Article 29 “The Hardest Logical Puzzle Ever” involves a discussion of a logical puzzle devised by Raymond Smullyan. There are three gods A, B, and C. One always speaks truly, one always speaks falsely, and one speaks truly or falsely in a random manner. You are to ask three yes-no questions and then determine definitively who is who. A complication is that they answer “da” or “ja” but you don’t know which word means “yes” and which means “no.” Boolos discusses a series of three simpler, but enticing, puzzles. The first is as follows: “Noting their locations, I place two aces and a jack face down on a table, in a row; you do not see which card is placed where. Your problem is to point to one of the three cards and then ask me a single yes-no question, from the answer to which you can, with certainty, identify one of the three cards as an ace. If you have pointed to one of the aces, I will answer your question truthfully. If you have pointed to the jack, I will answer your question yes or no completely at random.” Boolos claims that our ability to reason about alternative possibilities would be almost completely paralyzed if we were denied the use of the law of excluded middle. (However, we leave it as an exercise to the reader to show that allowing a sentence that is neither true nor false renders the above puzzle trivial.)

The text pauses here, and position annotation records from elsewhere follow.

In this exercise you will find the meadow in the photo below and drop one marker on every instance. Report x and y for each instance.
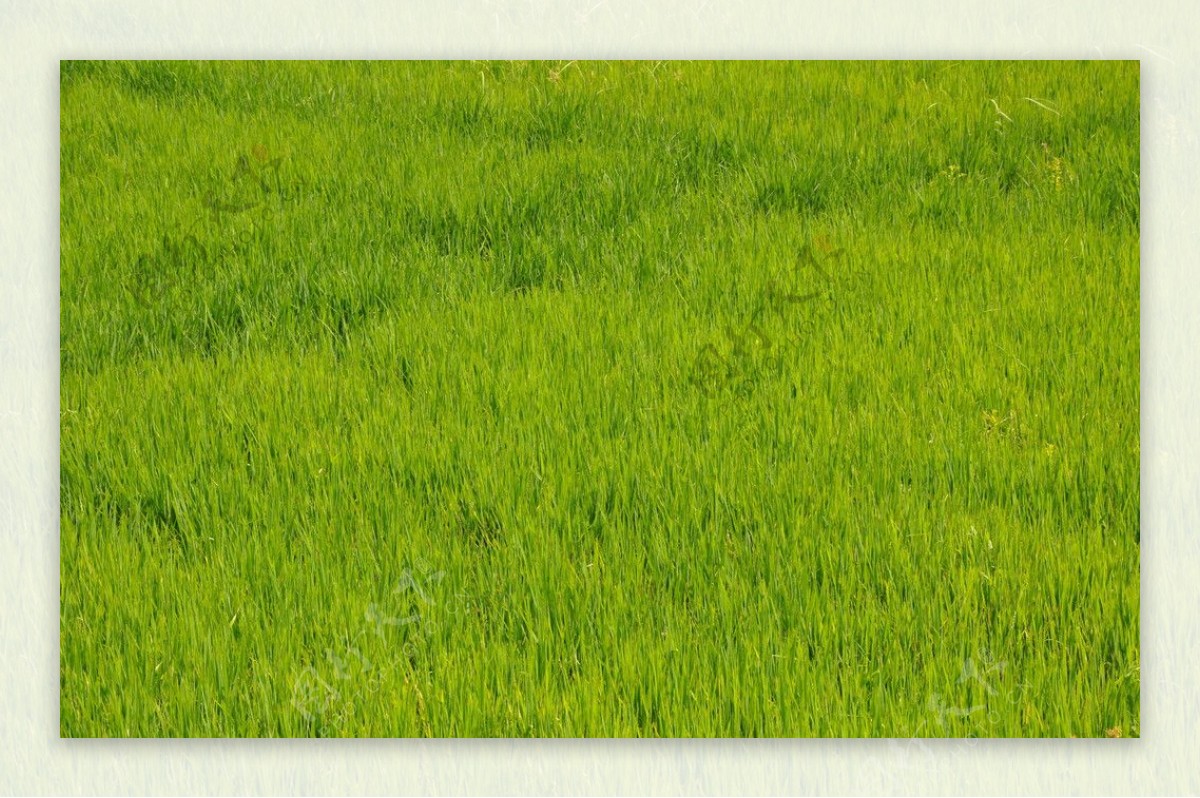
(599, 399)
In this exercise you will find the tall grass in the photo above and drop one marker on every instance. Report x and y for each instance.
(381, 414)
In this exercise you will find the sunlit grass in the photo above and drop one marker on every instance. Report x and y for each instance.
(600, 399)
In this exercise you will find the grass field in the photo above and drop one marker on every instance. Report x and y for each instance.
(557, 400)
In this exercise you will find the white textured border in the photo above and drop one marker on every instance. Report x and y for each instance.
(35, 34)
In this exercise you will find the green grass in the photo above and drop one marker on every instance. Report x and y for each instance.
(441, 426)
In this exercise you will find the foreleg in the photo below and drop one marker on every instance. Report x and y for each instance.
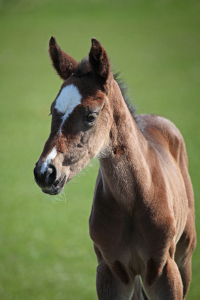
(163, 283)
(109, 286)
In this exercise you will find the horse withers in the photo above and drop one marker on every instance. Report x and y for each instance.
(142, 218)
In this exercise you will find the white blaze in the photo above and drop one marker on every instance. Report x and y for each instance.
(51, 156)
(68, 99)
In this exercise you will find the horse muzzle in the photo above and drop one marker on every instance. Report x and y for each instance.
(48, 181)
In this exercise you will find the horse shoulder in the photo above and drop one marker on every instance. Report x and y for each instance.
(161, 132)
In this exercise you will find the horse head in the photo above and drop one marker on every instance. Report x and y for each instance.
(81, 117)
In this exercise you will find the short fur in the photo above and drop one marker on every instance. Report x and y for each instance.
(142, 218)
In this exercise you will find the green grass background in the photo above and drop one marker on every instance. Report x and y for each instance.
(45, 249)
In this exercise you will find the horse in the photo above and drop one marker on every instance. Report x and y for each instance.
(142, 220)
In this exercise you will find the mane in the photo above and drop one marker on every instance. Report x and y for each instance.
(85, 69)
(125, 93)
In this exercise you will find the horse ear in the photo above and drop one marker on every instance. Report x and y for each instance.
(99, 61)
(62, 62)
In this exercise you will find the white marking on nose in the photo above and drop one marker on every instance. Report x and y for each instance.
(67, 100)
(51, 156)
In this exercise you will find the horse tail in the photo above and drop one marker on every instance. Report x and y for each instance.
(139, 293)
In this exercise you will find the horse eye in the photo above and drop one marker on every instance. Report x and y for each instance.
(90, 118)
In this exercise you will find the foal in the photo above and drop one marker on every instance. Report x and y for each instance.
(142, 218)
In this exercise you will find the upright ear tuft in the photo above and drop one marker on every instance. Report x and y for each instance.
(62, 62)
(99, 61)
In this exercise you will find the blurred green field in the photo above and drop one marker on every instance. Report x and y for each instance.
(45, 249)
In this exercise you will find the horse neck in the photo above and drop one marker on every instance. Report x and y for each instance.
(123, 163)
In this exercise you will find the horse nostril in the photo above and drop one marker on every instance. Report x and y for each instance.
(35, 173)
(51, 174)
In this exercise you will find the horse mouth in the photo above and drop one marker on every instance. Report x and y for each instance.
(56, 187)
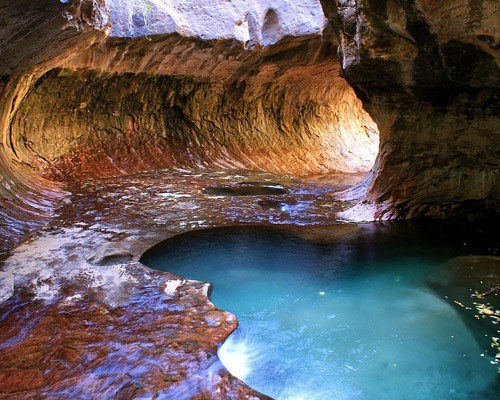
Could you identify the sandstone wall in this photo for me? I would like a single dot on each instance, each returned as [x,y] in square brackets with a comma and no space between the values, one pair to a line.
[427,71]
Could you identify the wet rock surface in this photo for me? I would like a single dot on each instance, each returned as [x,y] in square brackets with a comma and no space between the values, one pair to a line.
[431,79]
[78,319]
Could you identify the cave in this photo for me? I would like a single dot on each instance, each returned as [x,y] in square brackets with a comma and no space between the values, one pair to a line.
[128,124]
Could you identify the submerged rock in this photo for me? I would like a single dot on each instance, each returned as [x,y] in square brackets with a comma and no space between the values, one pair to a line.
[461,281]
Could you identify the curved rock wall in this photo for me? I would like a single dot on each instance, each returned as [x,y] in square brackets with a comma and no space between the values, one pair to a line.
[163,101]
[427,71]
[274,118]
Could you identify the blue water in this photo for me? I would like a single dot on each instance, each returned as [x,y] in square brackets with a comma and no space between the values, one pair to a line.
[349,318]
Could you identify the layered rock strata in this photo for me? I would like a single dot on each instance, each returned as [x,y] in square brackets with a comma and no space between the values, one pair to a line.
[76,104]
[427,71]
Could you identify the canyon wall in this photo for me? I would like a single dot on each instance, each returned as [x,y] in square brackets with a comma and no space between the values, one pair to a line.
[78,103]
[427,71]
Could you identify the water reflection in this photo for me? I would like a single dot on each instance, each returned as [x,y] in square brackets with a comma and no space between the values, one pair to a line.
[346,318]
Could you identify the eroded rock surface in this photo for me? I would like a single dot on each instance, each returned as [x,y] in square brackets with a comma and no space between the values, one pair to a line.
[427,71]
[78,319]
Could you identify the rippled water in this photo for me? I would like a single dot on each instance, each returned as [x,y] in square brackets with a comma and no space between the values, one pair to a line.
[348,318]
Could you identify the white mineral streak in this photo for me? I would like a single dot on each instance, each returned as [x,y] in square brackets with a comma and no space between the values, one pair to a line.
[40,265]
[172,286]
[247,21]
[6,285]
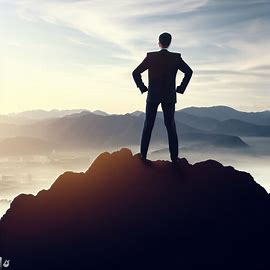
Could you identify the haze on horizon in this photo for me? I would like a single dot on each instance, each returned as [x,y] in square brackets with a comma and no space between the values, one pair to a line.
[80,54]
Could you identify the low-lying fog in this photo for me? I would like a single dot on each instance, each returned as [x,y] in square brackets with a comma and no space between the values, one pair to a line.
[29,174]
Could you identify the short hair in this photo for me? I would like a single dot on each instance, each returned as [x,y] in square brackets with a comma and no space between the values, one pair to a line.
[165,39]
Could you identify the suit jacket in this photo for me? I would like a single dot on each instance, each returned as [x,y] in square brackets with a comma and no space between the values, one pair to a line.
[162,69]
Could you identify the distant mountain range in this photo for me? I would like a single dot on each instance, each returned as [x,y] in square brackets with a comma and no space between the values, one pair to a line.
[75,129]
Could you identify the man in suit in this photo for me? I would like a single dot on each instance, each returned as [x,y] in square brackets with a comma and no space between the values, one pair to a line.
[162,67]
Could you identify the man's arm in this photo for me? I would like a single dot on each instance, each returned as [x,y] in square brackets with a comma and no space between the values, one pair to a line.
[137,74]
[183,66]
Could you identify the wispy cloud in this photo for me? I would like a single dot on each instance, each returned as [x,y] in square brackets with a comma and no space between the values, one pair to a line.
[225,42]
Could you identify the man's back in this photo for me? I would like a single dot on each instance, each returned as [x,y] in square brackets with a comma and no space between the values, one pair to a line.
[162,69]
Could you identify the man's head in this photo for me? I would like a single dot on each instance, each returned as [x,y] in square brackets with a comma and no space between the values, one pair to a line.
[164,40]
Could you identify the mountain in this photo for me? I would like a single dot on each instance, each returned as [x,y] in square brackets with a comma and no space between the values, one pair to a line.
[25,146]
[203,123]
[222,113]
[124,214]
[99,112]
[43,114]
[241,128]
[88,130]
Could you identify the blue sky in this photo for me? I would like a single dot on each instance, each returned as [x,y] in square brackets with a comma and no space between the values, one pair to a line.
[80,54]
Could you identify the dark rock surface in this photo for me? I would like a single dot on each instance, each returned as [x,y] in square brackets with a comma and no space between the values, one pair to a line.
[124,214]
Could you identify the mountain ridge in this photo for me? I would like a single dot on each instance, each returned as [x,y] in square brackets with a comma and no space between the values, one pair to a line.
[124,214]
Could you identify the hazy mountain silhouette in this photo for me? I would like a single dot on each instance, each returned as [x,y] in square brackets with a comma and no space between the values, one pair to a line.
[222,113]
[25,146]
[86,129]
[43,114]
[124,214]
[241,128]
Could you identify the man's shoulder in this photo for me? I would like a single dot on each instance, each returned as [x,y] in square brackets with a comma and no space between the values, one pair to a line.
[153,53]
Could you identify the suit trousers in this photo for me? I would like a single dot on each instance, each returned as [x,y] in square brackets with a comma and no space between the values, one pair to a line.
[150,116]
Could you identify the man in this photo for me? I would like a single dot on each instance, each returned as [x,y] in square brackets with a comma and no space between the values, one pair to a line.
[162,68]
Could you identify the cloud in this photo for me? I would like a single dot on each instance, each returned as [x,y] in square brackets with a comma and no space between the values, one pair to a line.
[225,42]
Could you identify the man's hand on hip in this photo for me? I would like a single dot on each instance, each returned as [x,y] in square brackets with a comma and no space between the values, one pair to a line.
[143,89]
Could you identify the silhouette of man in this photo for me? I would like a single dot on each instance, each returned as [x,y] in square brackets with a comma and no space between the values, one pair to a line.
[162,68]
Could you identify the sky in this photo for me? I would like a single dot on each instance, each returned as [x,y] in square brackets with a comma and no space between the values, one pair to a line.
[80,53]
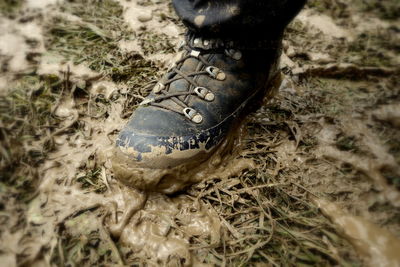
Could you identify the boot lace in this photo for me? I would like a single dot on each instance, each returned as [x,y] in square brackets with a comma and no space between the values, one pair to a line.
[162,92]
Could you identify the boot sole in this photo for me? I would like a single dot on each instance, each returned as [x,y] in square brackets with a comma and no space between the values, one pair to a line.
[175,179]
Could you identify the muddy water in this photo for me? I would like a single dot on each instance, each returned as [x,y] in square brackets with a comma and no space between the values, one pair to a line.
[378,246]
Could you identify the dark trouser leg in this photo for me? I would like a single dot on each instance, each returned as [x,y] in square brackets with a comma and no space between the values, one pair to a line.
[254,21]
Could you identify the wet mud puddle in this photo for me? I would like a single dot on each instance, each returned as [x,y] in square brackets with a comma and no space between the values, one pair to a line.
[376,245]
[161,227]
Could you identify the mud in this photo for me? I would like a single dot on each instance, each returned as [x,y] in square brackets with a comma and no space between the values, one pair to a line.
[377,245]
[249,201]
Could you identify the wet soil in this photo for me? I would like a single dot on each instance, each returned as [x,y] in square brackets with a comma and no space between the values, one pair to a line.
[313,177]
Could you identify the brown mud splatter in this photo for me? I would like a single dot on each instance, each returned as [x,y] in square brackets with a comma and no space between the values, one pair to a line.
[332,133]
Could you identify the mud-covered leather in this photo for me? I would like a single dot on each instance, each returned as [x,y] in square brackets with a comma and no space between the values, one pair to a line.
[154,128]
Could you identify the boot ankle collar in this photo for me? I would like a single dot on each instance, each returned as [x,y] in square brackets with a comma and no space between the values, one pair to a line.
[200,42]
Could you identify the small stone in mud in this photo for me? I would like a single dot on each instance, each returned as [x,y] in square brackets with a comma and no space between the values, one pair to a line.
[145,17]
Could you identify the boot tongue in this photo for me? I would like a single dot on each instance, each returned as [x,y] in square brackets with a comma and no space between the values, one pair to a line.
[189,66]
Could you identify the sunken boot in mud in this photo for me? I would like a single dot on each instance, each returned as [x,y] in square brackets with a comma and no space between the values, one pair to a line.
[190,113]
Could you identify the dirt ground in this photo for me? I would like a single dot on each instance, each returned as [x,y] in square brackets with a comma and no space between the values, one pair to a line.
[313,178]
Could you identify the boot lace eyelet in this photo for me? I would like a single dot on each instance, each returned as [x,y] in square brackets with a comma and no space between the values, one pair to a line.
[204,93]
[216,73]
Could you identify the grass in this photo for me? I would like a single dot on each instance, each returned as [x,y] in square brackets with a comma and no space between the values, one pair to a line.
[92,181]
[270,216]
[28,121]
[10,8]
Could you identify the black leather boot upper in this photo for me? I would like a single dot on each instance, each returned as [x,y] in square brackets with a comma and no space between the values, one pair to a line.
[193,107]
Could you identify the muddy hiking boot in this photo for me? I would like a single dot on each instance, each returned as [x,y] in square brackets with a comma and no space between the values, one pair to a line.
[191,111]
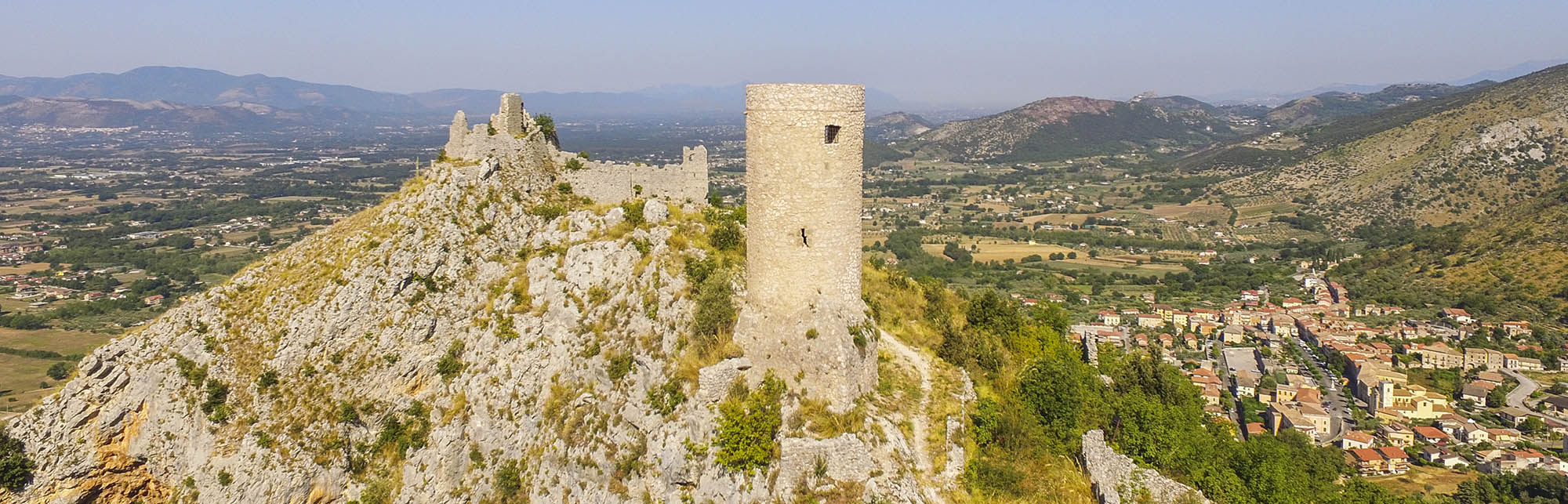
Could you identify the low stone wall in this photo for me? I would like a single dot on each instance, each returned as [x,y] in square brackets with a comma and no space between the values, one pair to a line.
[1119,480]
[612,183]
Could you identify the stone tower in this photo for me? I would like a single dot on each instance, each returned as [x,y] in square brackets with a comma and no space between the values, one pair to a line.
[456,133]
[509,121]
[804,314]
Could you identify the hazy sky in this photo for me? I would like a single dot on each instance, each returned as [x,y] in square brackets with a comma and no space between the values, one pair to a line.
[956,52]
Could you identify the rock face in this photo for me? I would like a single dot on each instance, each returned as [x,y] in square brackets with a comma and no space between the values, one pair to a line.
[477,337]
[1119,480]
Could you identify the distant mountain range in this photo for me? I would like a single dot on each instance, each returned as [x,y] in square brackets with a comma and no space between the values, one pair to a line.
[1073,127]
[1334,105]
[1272,99]
[159,86]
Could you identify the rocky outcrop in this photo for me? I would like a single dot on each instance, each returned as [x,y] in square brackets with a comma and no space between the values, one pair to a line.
[1119,480]
[477,337]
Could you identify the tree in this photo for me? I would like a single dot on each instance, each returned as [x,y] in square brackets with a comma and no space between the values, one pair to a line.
[16,469]
[59,372]
[749,423]
[1498,398]
[1533,425]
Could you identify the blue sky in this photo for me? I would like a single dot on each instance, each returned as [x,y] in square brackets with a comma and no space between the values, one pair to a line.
[929,52]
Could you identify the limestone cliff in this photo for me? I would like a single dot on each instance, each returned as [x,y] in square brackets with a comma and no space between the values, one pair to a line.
[481,337]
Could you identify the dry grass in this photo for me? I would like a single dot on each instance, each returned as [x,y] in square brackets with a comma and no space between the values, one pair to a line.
[54,340]
[1415,483]
[23,270]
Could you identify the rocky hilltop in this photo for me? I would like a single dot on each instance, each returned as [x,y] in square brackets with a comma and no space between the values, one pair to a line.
[484,335]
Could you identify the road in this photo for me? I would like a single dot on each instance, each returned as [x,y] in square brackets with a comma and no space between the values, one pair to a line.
[1523,392]
[1335,401]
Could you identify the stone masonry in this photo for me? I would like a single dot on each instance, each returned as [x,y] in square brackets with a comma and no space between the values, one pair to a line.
[601,182]
[804,314]
[614,182]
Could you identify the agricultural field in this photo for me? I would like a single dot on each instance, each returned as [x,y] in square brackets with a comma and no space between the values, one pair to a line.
[1426,481]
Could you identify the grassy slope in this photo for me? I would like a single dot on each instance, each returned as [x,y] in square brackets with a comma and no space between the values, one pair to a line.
[1514,265]
[1417,161]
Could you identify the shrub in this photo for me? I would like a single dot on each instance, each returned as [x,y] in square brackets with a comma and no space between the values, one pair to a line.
[716,310]
[546,124]
[509,480]
[727,235]
[620,365]
[59,372]
[749,423]
[699,270]
[634,212]
[267,381]
[216,406]
[548,212]
[667,398]
[451,364]
[16,469]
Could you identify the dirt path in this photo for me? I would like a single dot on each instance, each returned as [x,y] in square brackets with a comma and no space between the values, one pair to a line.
[918,420]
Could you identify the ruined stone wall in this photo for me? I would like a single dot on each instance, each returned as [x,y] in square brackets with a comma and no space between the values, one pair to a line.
[601,182]
[1119,480]
[614,182]
[804,240]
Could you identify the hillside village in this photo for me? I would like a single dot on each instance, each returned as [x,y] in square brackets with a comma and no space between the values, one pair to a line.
[1409,392]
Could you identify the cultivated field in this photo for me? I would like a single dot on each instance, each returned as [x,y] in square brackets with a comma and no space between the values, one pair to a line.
[1417,481]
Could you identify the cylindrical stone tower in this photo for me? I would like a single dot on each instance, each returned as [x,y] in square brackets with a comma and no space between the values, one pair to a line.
[804,309]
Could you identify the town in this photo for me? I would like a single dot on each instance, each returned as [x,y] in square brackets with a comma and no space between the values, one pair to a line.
[1448,392]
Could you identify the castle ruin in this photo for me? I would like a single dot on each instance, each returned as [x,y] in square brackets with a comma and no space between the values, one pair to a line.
[506,136]
[804,314]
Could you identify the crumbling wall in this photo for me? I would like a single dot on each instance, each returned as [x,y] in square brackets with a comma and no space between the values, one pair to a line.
[614,182]
[601,182]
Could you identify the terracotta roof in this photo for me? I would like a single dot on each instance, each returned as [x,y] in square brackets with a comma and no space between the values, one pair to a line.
[1393,453]
[1367,455]
[1360,437]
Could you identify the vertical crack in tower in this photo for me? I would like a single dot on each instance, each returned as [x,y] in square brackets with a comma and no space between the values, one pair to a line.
[804,315]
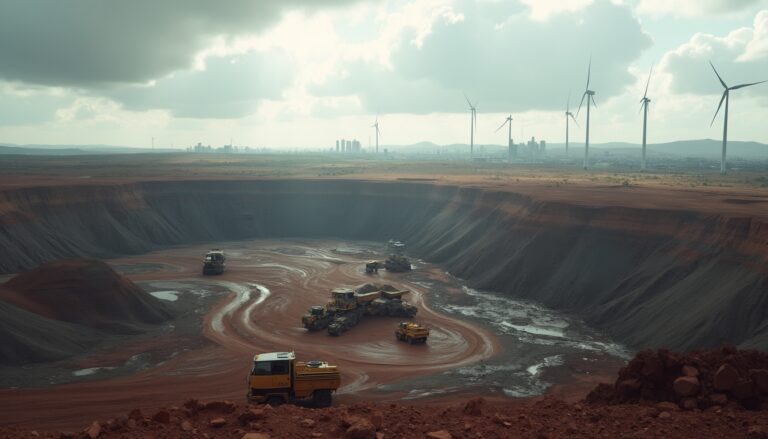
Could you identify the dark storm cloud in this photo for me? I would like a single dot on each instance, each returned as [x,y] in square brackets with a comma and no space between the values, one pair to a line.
[93,43]
[229,87]
[507,62]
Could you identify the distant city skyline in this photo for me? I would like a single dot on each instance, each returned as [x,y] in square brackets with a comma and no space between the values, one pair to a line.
[302,74]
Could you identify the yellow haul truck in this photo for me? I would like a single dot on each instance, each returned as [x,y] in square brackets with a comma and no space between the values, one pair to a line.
[277,378]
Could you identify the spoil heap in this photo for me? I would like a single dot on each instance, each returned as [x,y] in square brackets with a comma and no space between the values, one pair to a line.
[65,308]
[699,379]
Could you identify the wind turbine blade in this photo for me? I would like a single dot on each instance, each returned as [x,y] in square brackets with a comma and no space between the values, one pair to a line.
[580,103]
[746,85]
[718,75]
[725,93]
[648,83]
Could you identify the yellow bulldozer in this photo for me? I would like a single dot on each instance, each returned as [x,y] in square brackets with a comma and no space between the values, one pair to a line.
[411,333]
[277,378]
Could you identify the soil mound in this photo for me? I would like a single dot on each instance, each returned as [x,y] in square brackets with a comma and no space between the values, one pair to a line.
[476,418]
[85,292]
[699,379]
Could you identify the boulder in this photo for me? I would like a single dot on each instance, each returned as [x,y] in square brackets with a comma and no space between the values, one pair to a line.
[690,371]
[162,416]
[760,378]
[361,429]
[474,406]
[686,386]
[93,431]
[725,377]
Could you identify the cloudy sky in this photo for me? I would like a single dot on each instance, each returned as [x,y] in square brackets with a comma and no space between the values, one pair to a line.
[302,73]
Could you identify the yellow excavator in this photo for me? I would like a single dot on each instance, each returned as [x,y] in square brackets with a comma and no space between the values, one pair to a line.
[277,378]
[411,332]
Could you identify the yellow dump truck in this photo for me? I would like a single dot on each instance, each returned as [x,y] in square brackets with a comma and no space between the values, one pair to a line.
[277,378]
[411,332]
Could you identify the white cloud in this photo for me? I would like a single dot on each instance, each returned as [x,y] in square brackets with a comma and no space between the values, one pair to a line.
[692,8]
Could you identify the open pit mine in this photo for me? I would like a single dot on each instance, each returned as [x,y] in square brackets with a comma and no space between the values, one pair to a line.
[552,311]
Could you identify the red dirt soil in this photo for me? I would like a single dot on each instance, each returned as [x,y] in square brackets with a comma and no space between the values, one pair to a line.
[475,418]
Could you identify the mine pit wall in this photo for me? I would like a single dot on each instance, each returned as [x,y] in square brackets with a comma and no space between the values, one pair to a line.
[648,278]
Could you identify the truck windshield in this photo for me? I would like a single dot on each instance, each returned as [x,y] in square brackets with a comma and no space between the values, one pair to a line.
[270,368]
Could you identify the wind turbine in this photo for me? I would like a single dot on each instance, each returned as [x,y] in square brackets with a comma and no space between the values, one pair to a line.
[590,95]
[644,107]
[726,95]
[376,125]
[508,120]
[472,125]
[567,122]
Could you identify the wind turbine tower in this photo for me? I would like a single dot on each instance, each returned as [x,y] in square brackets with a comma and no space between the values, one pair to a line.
[508,121]
[376,125]
[590,95]
[472,125]
[644,107]
[567,122]
[726,96]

Boolos is best known for his work on modal provability logic. Boolos’ The Logic of Provability (1993) is regarded as the single best volume on the subject, which surpasses his The Unprovability of Consistency (1979). A simple modal propositional proof of Gödel’s Second Incompleteness Theorem occurs in the last article, a peculiar piece whimsically entitled “Gödel’s Second Incompleteness Theorem Explained in Words of One Syllable.” The afterward by John Burgess surveys Boolos’ work in the modal provability logic.

George Boolos was responsible for the growth of a distinctive intellectual culture in philosophy at MIT, according to Judith Jarvis Thomson, who characterized this culture as one in which “clarity is crucial; grandeur, scope, reach, significance, importance—all that is lucky fallout if it so falls out, but not essential” (http://web.mit.edu/philos/www/boolos.html).

Boolos’ volume is characterized by both clarity and significance. His writing is also witty. I conclude with an anecdote by Judy Thomson in her eulogy: “George had worked on this thesis with Hilary Putnam, who was here then, and with James [Thomson]. At the end of his defense, Hilary said ‘That’s all well and good internally, Mr. Boolos, but in what relation does your thesis stand to the universe?’ What do you reply when your thesis supervisor asks you that question at your defense? If you’re George, then quick as a flash you reply, flatly, ‘It’s part of it.’”

Gary Mar
SUNY at Stony Brook


* I wish to thank my students Erik Closson, Trina Kokalis, and David Meieren, and my colleague Peter Ludlow for helpful suggestions.